Father Organtino had chosen the reclaimed site, near the foot of the castle mountain and around the
corner from Nobunaga’s horse ground, Matsubara. A place where Nobunaga went to ride daily, he would therefore see the Jesuit buildings every day and be reminded of Christ’s presence in his city. Nobunaga had declared the selected plot too small—they needed more land to build an edifice grand enough for his Azuchi—and the warlord ordered the two neighboring properties vacated and destroyed, adding the newly empty land to the Jesuit plot. The missionaries saw it as yet more proof of God’s divine vision for a Catholic Japan. More than one thousand workers supplied by Lord Takayama (the most powerful Christian lord sworn to Nobunaga) lugged, carried and sailed the building materials from Kyoto.
The seminary-cum-church and Jesuit residence was a large three-storied building of European style with a prominent and highly un-Japanese bell tower at the front. It stood out. Around twenty-five boys were already students there and they’d come from all over Japan, from the noblest Christian families. These young men were Rome’s greatest hope in Japan, nothing less than an elite who’d pave the way for Christ’s entry into his newest earthly domain.

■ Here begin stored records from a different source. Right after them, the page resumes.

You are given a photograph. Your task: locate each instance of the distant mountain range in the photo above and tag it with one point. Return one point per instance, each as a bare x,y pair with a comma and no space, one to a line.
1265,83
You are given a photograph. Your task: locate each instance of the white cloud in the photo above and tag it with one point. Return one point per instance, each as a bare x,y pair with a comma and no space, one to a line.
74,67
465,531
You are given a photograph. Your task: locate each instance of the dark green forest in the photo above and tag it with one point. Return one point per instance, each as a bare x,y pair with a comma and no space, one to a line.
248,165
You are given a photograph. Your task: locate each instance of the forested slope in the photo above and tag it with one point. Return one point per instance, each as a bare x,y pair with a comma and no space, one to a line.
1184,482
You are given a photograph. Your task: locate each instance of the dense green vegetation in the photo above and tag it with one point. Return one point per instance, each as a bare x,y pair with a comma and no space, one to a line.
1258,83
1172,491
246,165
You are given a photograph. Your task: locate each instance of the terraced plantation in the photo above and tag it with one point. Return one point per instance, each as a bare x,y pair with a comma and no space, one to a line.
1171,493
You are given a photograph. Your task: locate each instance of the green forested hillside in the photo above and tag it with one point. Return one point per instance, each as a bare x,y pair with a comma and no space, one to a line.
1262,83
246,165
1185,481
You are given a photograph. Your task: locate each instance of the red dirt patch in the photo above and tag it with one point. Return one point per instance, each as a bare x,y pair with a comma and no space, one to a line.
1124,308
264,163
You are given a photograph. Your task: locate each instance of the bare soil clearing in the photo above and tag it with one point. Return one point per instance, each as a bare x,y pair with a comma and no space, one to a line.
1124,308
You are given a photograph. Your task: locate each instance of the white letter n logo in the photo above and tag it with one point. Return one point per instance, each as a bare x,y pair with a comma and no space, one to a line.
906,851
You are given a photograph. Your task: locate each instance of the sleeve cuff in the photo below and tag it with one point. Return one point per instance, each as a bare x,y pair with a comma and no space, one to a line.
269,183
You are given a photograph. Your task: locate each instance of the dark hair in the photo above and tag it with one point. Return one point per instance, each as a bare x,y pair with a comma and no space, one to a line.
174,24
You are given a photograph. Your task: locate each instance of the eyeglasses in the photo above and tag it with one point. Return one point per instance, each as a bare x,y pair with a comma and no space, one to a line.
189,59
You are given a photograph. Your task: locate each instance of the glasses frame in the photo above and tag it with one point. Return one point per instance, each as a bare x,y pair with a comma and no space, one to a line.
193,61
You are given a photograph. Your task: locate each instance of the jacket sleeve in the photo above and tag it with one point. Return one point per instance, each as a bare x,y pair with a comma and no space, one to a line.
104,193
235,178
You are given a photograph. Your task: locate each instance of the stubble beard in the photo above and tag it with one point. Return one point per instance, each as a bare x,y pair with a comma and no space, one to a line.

That Valignano had, as he arrived in Azuchi, glanced up to the magnificent castle looming high above and wondered what Yasuke might be doing there, is unlikely. Unless, of course, he hoped Yasuke would prove a valuable source of information in the heart of the warlord’s home.
* * *
For the next few weeks, Yasuke stayed in the guard quarters. He was, however, given the honor of his own room so as not to be disturbed by the changing of the watch. Still, life felt temporary and transient. To pass the time, he spent hours exploring the castle.
Azuchi Castle painted in the nineteenth century and based upon descriptions from Yasuke’s time.